I. quarta xícara de café após a última notícia. não sei o número do dia. algumas conversas intercalam as lamentações ruidosas. quinta xícara desesperada. sou incapaz de naturalizar as perdas. descubro os olhos infantis e alcanço apenas um retrato sobre a caixa, um corpo gélido, um rosto inchado.

II. e o que eu tenho é medo, incontinência, despreparo. sequer um deus para enganar a morte. das vidas grosseiramente talhadas, guardo só incompreensão.

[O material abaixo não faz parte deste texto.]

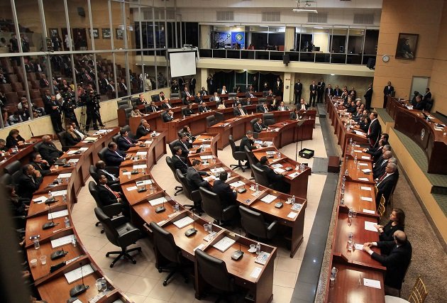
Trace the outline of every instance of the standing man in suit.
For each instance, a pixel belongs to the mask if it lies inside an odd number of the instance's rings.
[[[208,173],[198,170],[200,163],[200,161],[197,159],[193,160],[192,166],[188,167],[187,170],[187,182],[191,187],[191,190],[199,189],[199,187],[205,187],[207,189],[211,189],[208,181],[204,180],[202,177],[207,175]]]
[[[391,94],[394,91],[394,88],[391,85],[391,82],[388,81],[388,84],[383,88],[383,108],[387,107],[387,100],[388,100],[388,96],[391,96]]]
[[[31,164],[26,164],[22,167],[22,175],[18,180],[18,190],[20,197],[31,199],[34,192],[39,189],[43,181],[40,172]]]
[[[317,87],[315,84],[315,80],[312,81],[312,84],[309,87],[309,92],[310,93],[310,97],[309,98],[309,105],[311,106],[315,106],[315,98],[316,97],[316,89]]]
[[[188,170],[188,165],[186,159],[182,156],[182,148],[180,146],[174,146],[172,150],[174,150],[174,155],[172,155],[172,161],[174,168],[180,170],[183,175],[186,175]]]
[[[295,105],[298,104],[299,100],[301,100],[301,94],[303,91],[303,84],[301,83],[299,79],[298,79],[298,82],[295,83],[293,87],[294,92],[295,93]]]
[[[42,144],[39,146],[39,153],[44,160],[47,160],[50,166],[53,165],[59,159],[59,157],[64,154],[51,141],[51,137],[48,135],[42,137]]]
[[[370,83],[363,96],[365,97],[365,108],[369,111],[371,109],[371,99],[372,99],[372,83]]]
[[[217,194],[222,202],[224,208],[226,208],[230,205],[235,204],[238,193],[236,190],[232,189],[230,185],[225,182],[228,179],[226,172],[221,172],[219,179],[214,180],[212,191]]]
[[[323,96],[324,95],[324,87],[326,84],[323,81],[323,78],[316,84],[316,94],[318,97],[316,98],[317,103],[323,103]]]
[[[412,260],[412,244],[402,231],[396,231],[392,241],[368,242],[363,244],[363,250],[371,255],[371,258],[379,261],[387,268],[385,277],[385,293],[399,297],[402,287],[407,269]],[[371,250],[371,247],[386,248],[390,251],[388,255],[379,255]]]
[[[371,147],[376,147],[380,138],[380,133],[382,133],[382,126],[377,120],[377,113],[371,112],[370,114],[371,123],[368,128],[368,134],[366,138],[370,143]]]

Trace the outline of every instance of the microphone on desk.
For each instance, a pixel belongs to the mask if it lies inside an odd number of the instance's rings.
[[[82,294],[89,289],[89,285],[86,285],[84,284],[84,273],[82,272],[82,263],[80,263],[79,265],[81,265],[81,278],[82,279],[82,284],[78,284],[71,290],[70,290],[70,297],[76,297],[77,295]]]
[[[50,218],[51,218],[51,222],[47,222],[42,226],[42,229],[49,229],[55,227],[56,224],[53,219],[53,213],[51,212],[51,204],[48,204],[48,214],[50,214]]]

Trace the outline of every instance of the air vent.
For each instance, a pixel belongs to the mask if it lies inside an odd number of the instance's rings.
[[[307,14],[307,22],[309,23],[327,23],[328,13],[309,13]]]
[[[216,18],[218,21],[232,21],[234,20],[234,11],[216,11]]]
[[[355,13],[354,24],[374,24],[374,14]]]
[[[263,22],[280,22],[281,13],[279,11],[263,11]]]

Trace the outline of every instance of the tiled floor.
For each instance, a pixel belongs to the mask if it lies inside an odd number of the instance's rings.
[[[319,128],[318,118],[313,136],[312,141],[303,143],[303,148],[314,150],[315,157],[326,158],[324,138]],[[299,145],[298,147],[299,148]],[[286,146],[281,149],[281,152],[294,159],[295,145]],[[174,178],[166,165],[165,157],[153,168],[151,172],[155,181],[166,189],[168,194],[174,197]],[[219,152],[219,158],[227,166],[235,162],[231,157],[229,146],[224,150]],[[299,159],[298,160],[299,161]],[[305,160],[303,162],[308,162],[311,167],[313,159]],[[250,177],[249,171],[242,172],[238,170],[236,172],[248,177]],[[295,256],[290,258],[289,252],[285,248],[278,248],[273,277],[274,302],[290,302],[325,181],[326,175],[324,175],[313,174],[309,179],[308,204],[304,219],[304,240]],[[188,202],[182,194],[180,194],[175,198],[181,204]],[[110,268],[109,265],[113,259],[111,257],[106,258],[105,254],[107,251],[118,250],[118,248],[110,244],[105,235],[100,233],[100,227],[94,226],[96,219],[93,209],[96,204],[87,187],[81,190],[78,196],[78,202],[73,209],[72,217],[81,241],[106,275],[135,302],[214,302],[215,298],[211,297],[201,301],[197,300],[194,298],[194,286],[192,282],[185,284],[181,278],[175,277],[167,286],[163,287],[162,282],[167,273],[159,273],[155,269],[152,243],[148,239],[143,239],[137,243],[138,246],[142,247],[143,251],[136,255],[136,265],[126,261],[120,261],[115,265],[114,268]],[[203,217],[206,218],[206,214],[204,214]]]

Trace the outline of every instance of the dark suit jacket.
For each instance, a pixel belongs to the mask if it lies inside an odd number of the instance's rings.
[[[261,131],[263,131],[263,128],[265,128],[265,126],[263,123],[259,124],[258,122],[256,122],[253,124],[253,131],[255,131],[256,133],[260,133]]]
[[[172,158],[172,165],[176,170],[180,170],[183,175],[187,174],[188,170],[188,165],[186,164],[186,160],[184,158],[180,159],[177,155],[173,155]]]
[[[231,204],[236,204],[238,194],[230,187],[230,185],[217,179],[213,184],[213,192],[217,194],[222,202],[224,208],[226,208]]]
[[[22,198],[31,199],[34,192],[38,189],[40,183],[43,179],[42,177],[35,177],[35,176],[28,176],[28,175],[22,175],[18,179],[18,187],[17,192]],[[34,180],[34,182],[33,182]]]
[[[397,247],[394,241],[377,242],[378,248],[387,248],[390,250],[390,255],[382,255],[372,253],[371,257],[387,268],[384,284],[390,287],[400,290],[402,281],[405,277],[407,268],[412,260],[412,248],[409,241],[407,241]]]
[[[201,175],[206,175],[206,172],[197,171],[194,167],[189,167],[187,170],[187,182],[192,190],[199,189],[201,187],[209,188],[209,184],[203,180]]]
[[[122,158],[116,155],[114,151],[107,149],[104,155],[106,165],[117,167],[121,164],[121,162],[124,161],[126,153],[121,150],[116,150],[116,153],[121,155]]]
[[[50,144],[42,143],[39,147],[39,153],[43,160],[46,160],[50,165],[53,165],[56,160],[62,155],[64,153],[62,150],[59,150],[52,142]]]

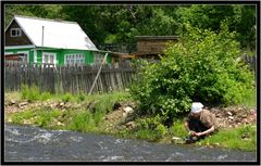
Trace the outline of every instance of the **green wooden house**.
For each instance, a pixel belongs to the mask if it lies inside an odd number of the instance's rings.
[[[75,22],[15,15],[4,35],[4,55],[23,53],[27,63],[98,64],[105,54]]]

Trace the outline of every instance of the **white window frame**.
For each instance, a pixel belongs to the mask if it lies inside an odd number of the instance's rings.
[[[13,54],[13,52],[4,52],[4,55]]]
[[[57,64],[57,53],[53,53],[53,52],[42,52],[42,54],[41,54],[42,56],[41,56],[41,62],[44,63],[44,64]],[[45,55],[47,55],[48,56],[48,60],[47,60],[47,63],[45,62]],[[53,56],[53,63],[51,63],[50,62],[50,56]]]
[[[15,35],[13,35],[14,30],[15,30]],[[22,29],[21,28],[11,28],[10,29],[10,36],[11,37],[21,37],[22,36]]]
[[[26,60],[27,63],[29,62],[29,51],[18,51],[17,53],[24,53],[24,54],[26,54],[26,55],[25,55],[25,60]],[[23,62],[25,62],[25,61],[23,61]]]
[[[64,54],[64,64],[85,64],[85,54],[84,53],[72,53]]]

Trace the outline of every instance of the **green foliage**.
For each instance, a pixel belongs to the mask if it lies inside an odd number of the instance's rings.
[[[76,131],[91,131],[95,127],[94,115],[89,111],[79,111],[69,125],[69,129]]]
[[[187,130],[184,127],[183,119],[176,119],[173,125],[170,127],[170,135],[176,137],[186,137]]]
[[[83,101],[85,101],[85,99],[86,99],[86,94],[85,94],[85,93],[79,92],[79,93],[77,94],[77,101],[78,101],[78,102],[83,102]]]
[[[201,29],[221,30],[225,22],[229,31],[237,31],[237,41],[241,47],[254,49],[256,29],[256,8],[254,5],[211,5],[194,4],[191,7],[181,7],[176,11],[179,22],[179,30],[186,31],[186,24]],[[179,33],[182,33],[179,31]]]
[[[63,102],[70,102],[73,100],[73,95],[69,92],[66,92],[65,94],[62,95],[62,101]]]
[[[237,61],[239,44],[225,24],[219,34],[186,28],[189,33],[170,44],[159,63],[141,63],[130,89],[141,113],[159,114],[164,124],[188,112],[191,102],[238,104],[252,90],[253,76]]]
[[[37,101],[40,99],[40,91],[35,85],[30,88],[22,85],[22,99],[26,99],[28,102]]]
[[[166,135],[166,128],[162,125],[160,116],[148,117],[137,122],[138,129],[135,136],[138,139],[159,140]]]
[[[243,139],[246,137],[245,139]],[[219,145],[223,148],[239,149],[245,151],[257,150],[257,127],[241,126],[233,129],[224,129],[208,139],[197,142],[200,145]]]

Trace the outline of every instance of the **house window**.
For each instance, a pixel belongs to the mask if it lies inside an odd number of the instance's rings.
[[[83,53],[65,54],[65,64],[84,64],[85,55]]]
[[[28,62],[28,55],[29,55],[28,51],[20,51],[17,53],[21,54],[22,62]]]
[[[50,53],[50,52],[42,52],[42,63],[55,64],[57,63],[57,54]]]
[[[4,54],[13,54],[13,52],[4,52]]]
[[[11,37],[20,37],[20,36],[22,36],[21,28],[11,28]]]

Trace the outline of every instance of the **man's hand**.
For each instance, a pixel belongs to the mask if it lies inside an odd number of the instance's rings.
[[[190,136],[195,136],[196,132],[195,132],[195,131],[189,131],[188,135],[190,135]]]
[[[195,132],[194,136],[196,136],[196,137],[200,137],[200,136],[202,136],[202,132]]]

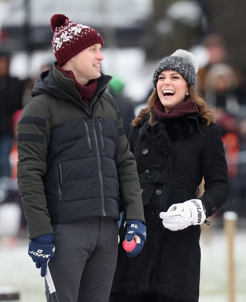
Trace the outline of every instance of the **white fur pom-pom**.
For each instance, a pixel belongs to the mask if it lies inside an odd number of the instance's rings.
[[[195,72],[196,73],[198,71],[199,64],[197,58],[193,53],[184,49],[178,49],[172,54],[170,56],[178,56],[190,62],[193,65]]]

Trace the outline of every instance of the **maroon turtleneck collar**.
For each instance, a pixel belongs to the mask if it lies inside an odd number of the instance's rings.
[[[81,99],[87,107],[90,107],[90,101],[96,91],[97,86],[96,79],[91,80],[85,86],[80,84],[75,78],[74,73],[71,70],[65,70],[58,65],[56,66],[58,70],[74,81],[76,90],[80,95]]]
[[[174,107],[168,111],[168,113],[165,113],[164,107],[159,99],[153,105],[153,108],[160,121],[166,119],[179,117],[190,113],[198,112],[194,103],[190,99],[188,99],[184,103]]]

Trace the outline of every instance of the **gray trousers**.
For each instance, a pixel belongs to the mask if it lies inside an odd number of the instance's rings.
[[[117,220],[85,218],[54,226],[49,264],[59,302],[108,302],[118,249]],[[46,282],[47,302],[52,302]]]

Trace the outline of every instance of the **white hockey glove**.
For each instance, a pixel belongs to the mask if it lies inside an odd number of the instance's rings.
[[[164,227],[171,231],[183,230],[192,224],[201,224],[206,219],[200,199],[172,204],[167,212],[161,212],[160,217]]]

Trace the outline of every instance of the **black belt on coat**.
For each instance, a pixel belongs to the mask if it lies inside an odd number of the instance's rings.
[[[173,175],[169,173],[163,173],[159,171],[151,171],[142,173],[138,175],[139,182],[148,183],[153,185],[168,184],[186,189],[196,193],[198,185],[194,181],[182,176]]]

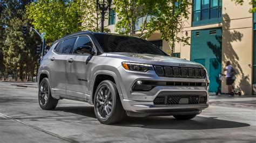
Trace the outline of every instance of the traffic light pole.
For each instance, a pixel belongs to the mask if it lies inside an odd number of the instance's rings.
[[[42,51],[42,55],[43,56],[44,56],[44,51],[45,49],[45,39],[44,39],[44,33],[43,33],[42,34],[40,34],[40,33],[39,33],[38,31],[37,31],[37,30],[36,30],[36,29],[35,29],[33,27],[30,27],[30,32],[31,32],[32,31],[35,31],[36,32],[36,33],[37,33],[37,34],[40,37],[40,38],[41,38],[41,39],[42,39],[42,41],[43,42],[43,50]]]

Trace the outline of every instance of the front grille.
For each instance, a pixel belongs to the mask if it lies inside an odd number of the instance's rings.
[[[154,105],[178,105],[179,104],[180,99],[185,98],[188,100],[186,104],[198,104],[206,103],[206,96],[199,95],[175,95],[157,96],[153,101]],[[184,103],[181,103],[181,104]]]
[[[205,77],[206,72],[203,68],[154,66],[159,76],[201,78]]]

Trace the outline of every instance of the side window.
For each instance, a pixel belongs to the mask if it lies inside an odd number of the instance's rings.
[[[64,40],[60,47],[57,48],[57,52],[63,54],[70,54],[76,39],[77,37],[74,37]]]
[[[55,47],[55,48],[54,48],[54,50],[55,50],[55,51],[56,52],[58,51],[58,50],[59,49],[59,47],[60,47],[60,46],[62,45],[62,43],[63,41],[61,41],[58,43],[58,45],[57,45],[57,46]]]
[[[78,39],[77,40],[77,44],[75,47],[73,54],[79,54],[77,52],[76,49],[78,47],[81,47],[82,46],[90,46],[92,48],[93,47],[92,43],[88,36],[80,36],[78,37]]]

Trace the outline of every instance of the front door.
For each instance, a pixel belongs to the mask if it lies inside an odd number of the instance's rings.
[[[93,56],[89,54],[79,54],[76,52],[77,47],[93,45],[87,35],[78,37],[73,49],[72,54],[69,55],[66,66],[66,95],[76,97],[87,98],[89,94],[90,74]]]
[[[51,63],[51,84],[53,94],[66,95],[66,59],[71,52],[76,37],[59,42],[50,58]]]
[[[210,80],[209,92],[215,92],[221,72],[221,29],[193,31],[191,36],[191,61],[201,63],[208,72]]]

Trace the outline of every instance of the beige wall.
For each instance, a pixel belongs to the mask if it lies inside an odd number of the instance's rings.
[[[227,60],[238,72],[235,88],[242,94],[252,94],[253,49],[253,18],[248,12],[252,5],[245,1],[242,5],[235,5],[230,1],[223,1],[223,67]],[[247,2],[246,2],[247,1]],[[234,10],[235,8],[235,10]],[[222,83],[222,91],[227,92],[226,82]]]

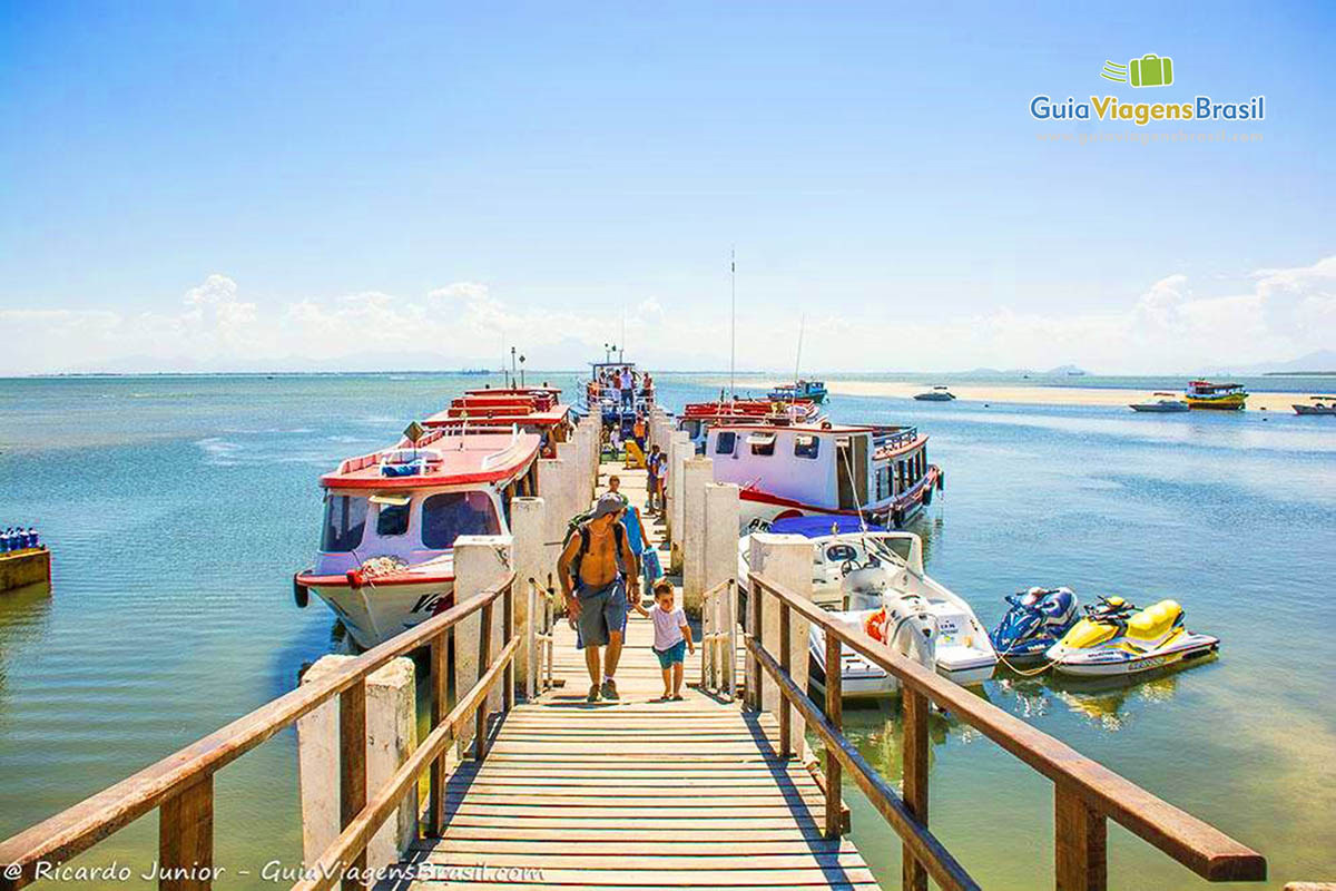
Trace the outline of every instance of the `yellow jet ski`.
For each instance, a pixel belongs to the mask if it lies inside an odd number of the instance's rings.
[[[1122,597],[1101,597],[1085,613],[1049,648],[1053,671],[1100,677],[1133,675],[1201,659],[1220,648],[1218,637],[1184,628],[1182,606],[1173,600],[1140,609]]]

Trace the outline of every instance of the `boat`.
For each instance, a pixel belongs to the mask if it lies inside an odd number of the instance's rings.
[[[955,398],[955,394],[945,383],[937,383],[931,390],[915,393],[914,398],[919,402],[950,402]]]
[[[1189,409],[1216,409],[1225,411],[1242,410],[1248,390],[1242,383],[1212,383],[1210,381],[1190,381],[1184,395]]]
[[[1312,405],[1296,403],[1295,414],[1336,414],[1336,395],[1312,395],[1308,398],[1312,399]]]
[[[1043,660],[1050,647],[1077,622],[1077,596],[1070,588],[1030,588],[1009,594],[1010,605],[989,633],[998,657],[1013,665]]]
[[[787,517],[859,517],[902,528],[945,485],[911,426],[739,423],[707,431],[715,482],[736,484],[745,532]]]
[[[1173,600],[1140,609],[1122,597],[1100,597],[1085,608],[1046,657],[1053,671],[1085,677],[1134,675],[1210,656],[1220,639],[1184,627],[1182,606]]]
[[[768,397],[775,402],[824,402],[824,381],[795,381],[794,383],[780,383],[770,391]]]
[[[1156,398],[1158,397],[1158,398]],[[1156,393],[1153,402],[1132,402],[1133,411],[1188,411],[1188,403],[1174,397],[1173,393]]]
[[[623,437],[631,435],[631,427],[637,415],[648,415],[655,406],[653,378],[636,370],[635,362],[621,359],[591,362],[589,381],[585,383],[585,403],[591,414],[603,418],[605,430],[620,427]],[[629,371],[632,387],[629,394],[621,391],[621,374]]]
[[[677,429],[691,437],[696,454],[704,454],[709,429],[719,423],[774,426],[814,425],[826,419],[815,402],[771,402],[770,399],[724,399],[688,402],[677,415]]]
[[[449,407],[430,415],[422,425],[429,430],[444,427],[454,433],[518,427],[538,435],[541,457],[556,458],[557,445],[569,439],[574,427],[573,409],[560,399],[561,390],[546,385],[465,390],[462,397],[452,399]]]
[[[812,540],[812,598],[840,625],[870,633],[958,684],[993,676],[998,660],[987,631],[962,597],[923,570],[918,536],[824,517],[780,520],[768,532]],[[740,577],[745,578],[739,546]],[[824,691],[826,635],[820,628],[810,631],[808,652],[808,679]],[[840,689],[847,699],[887,696],[898,688],[895,677],[848,647],[840,661]]]
[[[454,602],[454,541],[509,530],[510,498],[537,493],[541,438],[512,426],[472,431],[409,425],[395,445],[321,477],[315,562],[293,578],[371,648]]]

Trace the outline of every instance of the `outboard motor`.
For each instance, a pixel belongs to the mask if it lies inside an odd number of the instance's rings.
[[[1077,596],[1070,588],[1030,588],[1007,596],[1011,608],[989,635],[1007,661],[1043,659],[1077,621]]]

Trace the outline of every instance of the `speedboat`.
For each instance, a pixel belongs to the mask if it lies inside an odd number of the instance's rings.
[[[1009,594],[1002,621],[989,637],[998,656],[1013,665],[1043,660],[1043,653],[1077,622],[1077,596],[1070,588],[1030,588]]]
[[[1085,613],[1049,648],[1053,671],[1088,677],[1133,675],[1202,659],[1220,648],[1218,637],[1184,627],[1182,606],[1173,600],[1140,609],[1122,597],[1101,597]]]
[[[389,449],[321,477],[325,521],[310,569],[293,577],[371,648],[454,605],[454,542],[508,532],[510,498],[537,493],[537,434],[409,425]]]
[[[955,394],[945,383],[938,383],[931,390],[915,393],[914,398],[919,402],[950,402],[955,398]]]
[[[1242,383],[1212,383],[1210,381],[1190,381],[1184,395],[1189,409],[1217,409],[1241,411],[1248,399]]]
[[[729,421],[705,435],[715,482],[741,490],[740,533],[802,516],[900,528],[943,486],[918,427]]]
[[[812,600],[851,632],[867,633],[933,664],[958,684],[993,676],[997,653],[987,631],[963,598],[923,572],[923,540],[918,536],[828,517],[780,520],[767,530],[812,540]],[[749,549],[751,536],[744,536],[739,578],[747,578]],[[811,629],[808,652],[808,677],[824,689],[826,636],[820,628]],[[895,677],[848,647],[840,659],[846,697],[896,691]]]
[[[1154,398],[1160,397],[1160,398]],[[1156,393],[1152,402],[1133,402],[1133,411],[1188,411],[1189,406],[1173,393]]]
[[[1312,405],[1296,403],[1295,414],[1336,414],[1336,395],[1313,395],[1309,399]]]

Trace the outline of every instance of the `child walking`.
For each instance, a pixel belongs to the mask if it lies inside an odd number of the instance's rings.
[[[656,581],[653,609],[645,609],[639,601],[636,609],[641,616],[649,616],[655,621],[655,656],[659,657],[659,667],[664,671],[664,695],[659,701],[681,701],[685,651],[691,648],[695,655],[696,641],[691,639],[687,613],[681,612],[681,606],[673,605],[672,582],[667,578]]]

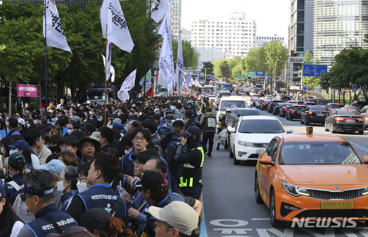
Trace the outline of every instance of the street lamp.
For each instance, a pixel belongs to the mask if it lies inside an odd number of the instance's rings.
[[[357,38],[355,38],[355,41],[354,41],[354,40],[352,40],[352,39],[351,39],[350,38],[349,38],[349,37],[347,37],[347,36],[345,36],[344,35],[337,35],[338,36],[340,36],[340,37],[345,37],[345,38],[346,38],[348,39],[350,39],[350,41],[351,41],[352,42],[353,42],[355,44],[355,46],[356,46],[356,47],[357,47],[357,46],[358,46],[358,40],[357,40]]]
[[[333,51],[330,48],[323,45],[325,49],[327,49],[331,52],[331,67],[332,67],[332,61],[333,61]],[[332,103],[335,103],[335,88],[332,88]]]

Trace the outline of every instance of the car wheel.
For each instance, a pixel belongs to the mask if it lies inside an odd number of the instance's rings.
[[[276,202],[275,201],[274,190],[271,192],[270,198],[270,213],[271,214],[271,224],[274,227],[283,227],[285,222],[276,219]]]
[[[234,152],[233,152],[233,151],[231,150],[231,147],[229,146],[229,149],[230,149],[230,152],[229,156],[230,156],[230,158],[233,158],[234,157]],[[235,152],[235,147],[234,147],[234,152]]]
[[[256,202],[257,203],[263,203],[263,200],[261,197],[259,192],[259,183],[258,183],[258,175],[256,174],[256,180],[255,181],[255,192],[256,192]]]
[[[325,131],[326,132],[330,131],[330,129],[327,128],[327,124],[326,123],[325,123]]]
[[[332,133],[336,133],[336,129],[334,129],[333,124],[332,124],[332,123],[331,123],[331,130]]]

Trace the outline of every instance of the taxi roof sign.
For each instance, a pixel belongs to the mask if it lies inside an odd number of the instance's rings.
[[[313,134],[313,127],[307,126],[307,133]]]

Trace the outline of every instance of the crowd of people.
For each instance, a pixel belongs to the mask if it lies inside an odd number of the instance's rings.
[[[105,108],[62,99],[2,112],[0,236],[199,235],[208,102],[176,93]]]

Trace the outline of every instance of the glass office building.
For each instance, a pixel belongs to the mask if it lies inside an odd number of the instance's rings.
[[[354,46],[356,40],[367,48],[363,39],[368,33],[368,0],[311,2],[313,59],[318,64],[331,65],[332,57]]]

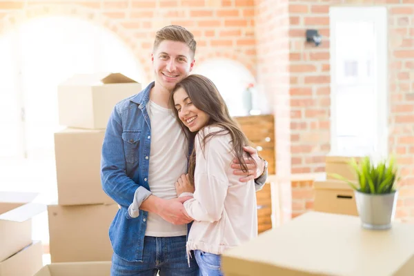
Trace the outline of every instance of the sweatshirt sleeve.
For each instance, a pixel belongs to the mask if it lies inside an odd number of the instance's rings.
[[[217,221],[221,217],[227,195],[227,172],[233,159],[228,135],[208,139],[201,150],[199,135],[195,139],[196,170],[194,197],[184,203],[188,215],[195,220]]]

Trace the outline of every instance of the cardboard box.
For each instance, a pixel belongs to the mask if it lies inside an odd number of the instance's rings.
[[[59,205],[113,204],[101,184],[104,130],[66,128],[55,133]]]
[[[362,228],[359,217],[309,212],[224,253],[226,276],[411,276],[414,225]]]
[[[0,262],[32,243],[32,217],[46,210],[37,193],[0,192]]]
[[[41,243],[33,241],[0,262],[0,276],[33,276],[43,266],[42,255]]]
[[[348,184],[339,180],[315,181],[315,211],[335,214],[358,215],[354,190]]]
[[[110,262],[55,263],[43,266],[34,276],[110,276]]]
[[[141,90],[140,83],[120,73],[75,75],[58,87],[59,123],[106,128],[115,104]]]
[[[357,164],[361,161],[359,157],[346,157],[346,156],[326,156],[325,157],[327,179],[336,179],[330,175],[331,173],[337,173],[344,177],[353,181],[357,180],[357,174],[354,168],[349,164],[349,162],[355,158]]]
[[[52,263],[110,261],[109,226],[117,204],[48,206]]]

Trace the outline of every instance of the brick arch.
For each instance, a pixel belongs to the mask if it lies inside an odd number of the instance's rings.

III. dor do verbo interromper.

4 de fev. de 2010

era silêncio quando a chuva quente gretou o vazio, a imensidão do tempo e logo tornou viva minha pele arrepiada. tinha cheiro de terra aquela sensação úmida e minha respiração tranquila de para quem há pouco tão pouco valia suspirar. e era brando o gosto da água em minha língua morna e seu percurso entre meus dentes, a sugestão de meu rosto, o gozo da alma tocada. era doce.

(a chuva, terna, sempre me comove por inteira: o alívio não suporta timidez.)